Sofi duduk di ruangan itu. Dia masih merasa sedih setiap kali datang ke sana. Dia ingat Laras yang selalu menyambut setiap Sofi datang berkunjung. "Bi Nah. Tolong pakaian Dikara dikemas. Dia mau tinggal beberapa hari di rumah. Setidaknya sampai Arkian mastiin punya calon istri.
"Jadi Nyonya?" tanya Bi Nah. Tentu perempuan itu pun sudah tahu rencana Sofi dan lainnya.
"Jadi. Mau gimana lagi? Kalau enggak gitu dia mana mau cepat nikah. Dikara sebentar lagi sekolah, Arkian akan lebih sibuk urus Dikara kalau sendirian."

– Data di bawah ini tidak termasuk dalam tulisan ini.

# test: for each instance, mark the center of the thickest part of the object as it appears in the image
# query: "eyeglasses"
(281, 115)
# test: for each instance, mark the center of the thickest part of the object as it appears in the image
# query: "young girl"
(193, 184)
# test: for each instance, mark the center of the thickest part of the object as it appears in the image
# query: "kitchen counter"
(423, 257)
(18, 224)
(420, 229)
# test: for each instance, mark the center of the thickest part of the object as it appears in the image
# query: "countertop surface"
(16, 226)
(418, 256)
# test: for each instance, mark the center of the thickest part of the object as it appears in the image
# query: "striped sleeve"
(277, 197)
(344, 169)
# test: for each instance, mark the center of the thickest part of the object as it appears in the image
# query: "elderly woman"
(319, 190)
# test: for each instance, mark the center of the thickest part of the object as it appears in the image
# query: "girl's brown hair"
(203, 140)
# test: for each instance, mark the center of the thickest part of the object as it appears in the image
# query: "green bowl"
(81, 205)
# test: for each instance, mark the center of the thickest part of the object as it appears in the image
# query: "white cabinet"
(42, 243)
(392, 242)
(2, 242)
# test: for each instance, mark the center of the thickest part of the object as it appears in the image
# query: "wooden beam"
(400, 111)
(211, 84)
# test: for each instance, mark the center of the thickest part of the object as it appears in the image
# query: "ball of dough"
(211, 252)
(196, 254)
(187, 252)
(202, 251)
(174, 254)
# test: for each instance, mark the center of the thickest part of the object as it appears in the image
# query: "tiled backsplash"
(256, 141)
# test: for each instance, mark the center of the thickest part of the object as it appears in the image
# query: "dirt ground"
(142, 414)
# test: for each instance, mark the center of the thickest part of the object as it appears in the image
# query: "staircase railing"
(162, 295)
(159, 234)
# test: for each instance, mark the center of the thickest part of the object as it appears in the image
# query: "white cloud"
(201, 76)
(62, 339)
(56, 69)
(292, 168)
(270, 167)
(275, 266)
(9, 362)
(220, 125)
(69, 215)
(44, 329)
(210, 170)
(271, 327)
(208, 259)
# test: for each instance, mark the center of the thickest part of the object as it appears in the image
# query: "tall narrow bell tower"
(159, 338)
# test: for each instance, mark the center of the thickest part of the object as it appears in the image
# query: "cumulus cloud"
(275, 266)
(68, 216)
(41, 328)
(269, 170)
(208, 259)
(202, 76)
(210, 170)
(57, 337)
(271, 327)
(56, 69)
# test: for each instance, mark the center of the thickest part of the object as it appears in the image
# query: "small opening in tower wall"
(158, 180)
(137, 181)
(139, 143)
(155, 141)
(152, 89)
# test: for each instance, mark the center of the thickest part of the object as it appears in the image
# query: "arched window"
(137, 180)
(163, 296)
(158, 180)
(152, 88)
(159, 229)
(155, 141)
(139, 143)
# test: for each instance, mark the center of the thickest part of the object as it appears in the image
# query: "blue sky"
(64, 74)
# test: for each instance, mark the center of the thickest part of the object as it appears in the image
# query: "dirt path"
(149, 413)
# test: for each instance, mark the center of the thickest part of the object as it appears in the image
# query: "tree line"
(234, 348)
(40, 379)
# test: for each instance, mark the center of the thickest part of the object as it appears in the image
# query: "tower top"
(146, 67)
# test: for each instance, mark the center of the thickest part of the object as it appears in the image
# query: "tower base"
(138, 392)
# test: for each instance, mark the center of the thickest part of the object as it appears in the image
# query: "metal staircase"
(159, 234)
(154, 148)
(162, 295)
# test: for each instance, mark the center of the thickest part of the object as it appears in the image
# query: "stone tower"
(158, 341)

"Mudah-mudahan semuanya berhasil, Nyonya. Bukannya tega, memang ini yang terbaik," timpal Bi Nah.
Perempuan itu lekas pergi ke kamar Dikara dan mengemasi pakaian anak itu. Sedang Sofi masih ada di ruang tamu. Dikara berjalan-jalan mengelilingi sofa.
"Nenek! Nanti kalau Dika enggak mau ke Papa, Dika dikasih Mama baru?" tanya Dikara kembali memastikan.
"Iya, makanya Dika harus betah di rumah Nenek. 'Kan nanti Tante Raya datang ke sana," nasihat Sofi.
"Iya, Dika anak baik. Dika enggak manja. Nanti punya Mama baru!" seru anak itu.
Tak lama Bi Nah turun. Wanita itu membawa tas berisi pakaian Dikara dan keperluan lainnya. "Nyonya, kalau ada yang kurang telpon saja. Nanti biar saya antar ke rumah sana."
"Makasih banyak, Bi Nah."
Barulah Sofi pamitan untuk pulang. Sampai di mobil, Dikara duduk di kursi belakang dengan Sofi. Anak itu melambaikan tangan ke arah Bi Nah. "Dadah, Bi Nah! Dika mau nginep. Nanti Dika pulang!" pamit anak itu di jendela mobil.
"Iya, hati-hati Tuan Dika!" balas Bi Nah turut mengulurkan tangan. Jendela mobil Sofi menutup dan Dika langsung duduk. Kaki anak itu di luruskan ke depan dan naik turun tak karuan.
"Dika senang?" tanya Sofi.
"Senang banget! Ateu Raya mau nginep! Senang!" jawab Dikara.